Musk discussed potential successor as Tesla CEO, James Murdoch says

Elon Musk had identified a potential successor as Tesla chief executive in the past few months, company director James Murdoch told a Delaware court during testimony in a case brought by investors who claim Musk was unjustly awarded an unprecedented multibillion-dollar pay packet.

Murdoch, the son of media baron Rupert who has sat on Tesla’s board for more than half a decade, was asked by a lawyer for the plaintiffs whether Musk had recently discussed a search for his successor.

He answered that Musk had, “in between the time that you took that deposition and now”, referring to a recorded session this summer.

Lawyers for Tesla investors had argued in a pre-trial brief that it was unnecessary to award Musk a share options package in 2018 worth upwards of $50bn, as the executive had publicly stated that he “intend[ed] to be actively involved with Tesla for the rest of [his] life”.
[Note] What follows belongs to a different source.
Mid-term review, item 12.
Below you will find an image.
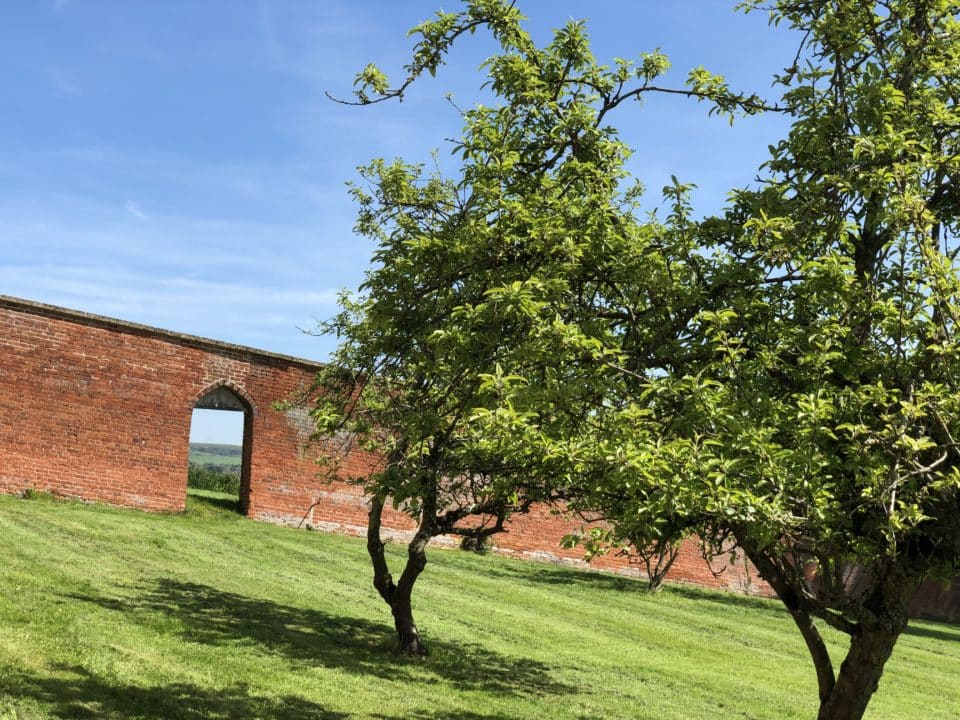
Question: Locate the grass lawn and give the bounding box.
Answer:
[0,496,960,720]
Tesla board members had testified in depositions that they had no expectation that Musk would leave Tesla, and that there was never any succession plan in place at the electric carmaker.

Earlier on Wednesday, Musk testified that he had argued for the pay packet in order to fund his ambition of making humanity a “multi-planetary” species. The world’s richest man aims to use his rocket-building company SpaceX to eventually colonise Mars.
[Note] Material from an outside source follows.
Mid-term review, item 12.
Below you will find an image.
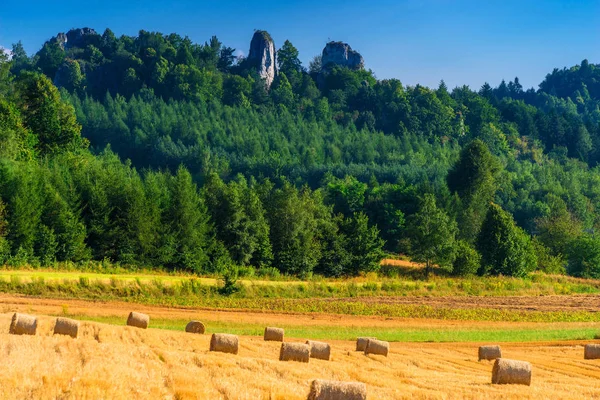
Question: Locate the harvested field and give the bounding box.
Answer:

“If I over-allocate time to Tesla . . . I am not sure that would serve the greater good,” Musk said he told board members during negotiations.

Some investors have also contested that Musk has spread himself too thinly between Tesla and his other companies, including SpaceX, to be thought of as full-time chief executive of the electric car pioneer. Last month, he added Twitter to his growing portfolio, closing his $44bn deal for the site.
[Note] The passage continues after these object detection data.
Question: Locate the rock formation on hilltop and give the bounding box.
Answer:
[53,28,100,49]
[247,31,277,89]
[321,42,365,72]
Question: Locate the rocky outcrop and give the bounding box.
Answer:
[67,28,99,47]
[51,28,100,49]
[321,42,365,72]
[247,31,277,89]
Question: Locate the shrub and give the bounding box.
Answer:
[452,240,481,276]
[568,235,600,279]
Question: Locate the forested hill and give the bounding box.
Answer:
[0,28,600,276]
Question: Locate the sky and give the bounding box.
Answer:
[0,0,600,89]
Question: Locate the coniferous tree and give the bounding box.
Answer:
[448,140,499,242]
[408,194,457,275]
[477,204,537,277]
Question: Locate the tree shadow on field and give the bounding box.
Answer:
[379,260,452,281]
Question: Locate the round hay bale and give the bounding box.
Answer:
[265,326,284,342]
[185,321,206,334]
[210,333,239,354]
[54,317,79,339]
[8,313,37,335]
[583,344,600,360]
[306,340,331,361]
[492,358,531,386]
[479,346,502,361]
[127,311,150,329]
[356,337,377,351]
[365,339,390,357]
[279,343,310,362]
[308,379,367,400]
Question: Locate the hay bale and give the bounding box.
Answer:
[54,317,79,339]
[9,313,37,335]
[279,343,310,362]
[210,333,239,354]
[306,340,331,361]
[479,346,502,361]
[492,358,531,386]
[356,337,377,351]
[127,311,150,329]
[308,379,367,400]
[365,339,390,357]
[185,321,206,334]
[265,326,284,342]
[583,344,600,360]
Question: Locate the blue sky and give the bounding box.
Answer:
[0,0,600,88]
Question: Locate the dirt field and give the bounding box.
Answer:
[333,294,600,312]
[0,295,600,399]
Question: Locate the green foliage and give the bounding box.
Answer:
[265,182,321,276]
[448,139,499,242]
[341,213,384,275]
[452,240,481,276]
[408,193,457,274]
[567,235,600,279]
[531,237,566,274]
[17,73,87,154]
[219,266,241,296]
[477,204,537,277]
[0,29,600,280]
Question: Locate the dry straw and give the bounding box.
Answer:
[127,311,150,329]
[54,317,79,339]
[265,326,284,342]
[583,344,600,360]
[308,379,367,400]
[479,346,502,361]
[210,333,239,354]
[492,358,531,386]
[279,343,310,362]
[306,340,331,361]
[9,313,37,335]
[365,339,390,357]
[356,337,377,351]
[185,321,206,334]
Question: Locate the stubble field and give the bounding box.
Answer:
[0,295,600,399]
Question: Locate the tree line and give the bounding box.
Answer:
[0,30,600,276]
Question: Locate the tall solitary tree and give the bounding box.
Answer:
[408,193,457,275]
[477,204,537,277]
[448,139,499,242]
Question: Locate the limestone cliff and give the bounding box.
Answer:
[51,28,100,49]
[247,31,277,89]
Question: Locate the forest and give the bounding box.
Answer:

Under cross-examination from the plaintiffs’ lawyer Greg Varallo on the third day of court proceedings, Musk denied he was in any meeting of Tesla’s compensation committee in which the “substance” of the terms of his pay deal were discussed.

But he acknowledged that he attended the first board meeting where his pay package was formally discussed on June 6 2017.

In a pre-trial deposition, Musk had characterised part of the decision-making process as “me negotiating against myself”. The shareholders who sued had argued the board was “supine” and in effect following orders from the company’s hands-on chief executive.

Musk also testified that he did not seek clearance from the Tesla board for a number of material announcements, mostly made via Twitter, about how much its stock should be worth, and about the rise or fall in supply chain costs facing the manufacturer.

The 51-year-old — who said he flew into Delaware on a red-eye flight straight from Twitter’s California headquarters — told the court that no one on Tesla’s board objected to him drafting in some of the public company’s engineers to examine the software at his new acquisition.

Fewer than 50 Tesla employees were brought in on a voluntary basis to “evaluate some of the engineering”, Musk said. “It was very short term, it lasted for a few days and it was over.” Murdoch later testified that Tesla’s audit committee had discussed the move and was monitoring events.

Musk, who has culled Twitter’s workforce in recent days and experimented with new features, added that he expected “the fundamental organisational restructuring will be done by the end of this week”.

In response to questioning by Varallo, Musk also contradicted his own lawyers’ description of him as being “intimately involved in all aspects of Tesla’s operations, from its strategic direction to its product design”, in their pre-trial argument for the billionaire being deserving of his pay.

“I am not sure I would use the word intimately,” Musk said.

During questioning by his lawyers, Musk defended the profitability and stock price milestones built into the share options package, arguing that given how Tesla was faring at the time, there was no guarantee that he would ever achieve those goals.

“They universally thought it was impossible,” Musk said of media reports and market sentiment in 2018. “I think we were the most shorted stock in the history of the stock market, ever.” There was even a belief that the pay packet was a “Jedi mind trick” designed to pump up the stock price, Musk said.

Tesla’s market value ballooned by more than 1,200 per cent to a peak of almost $700bn in the period since the award was voted through, although it has fallen since to less than $600bn.

Musk testified that he had no “understanding” of the process by which the remuneration plan was devised. He also told his lawyers that he had not contacted Capital Group, one of the company’s largest outside shareholders, before it voted against his pay package.

Musk also took a swipe at the Securities and Exchange Commission, which required him to stand down as Tesla chair in 2018 as part of a settlement over his use of social media.

“Why was there no attention given to FTX, investors lost billions, and yet the SEC continues to haunt me,” he said of the high-profile bankruptcy of the crypto exchange. “It makes no sense.”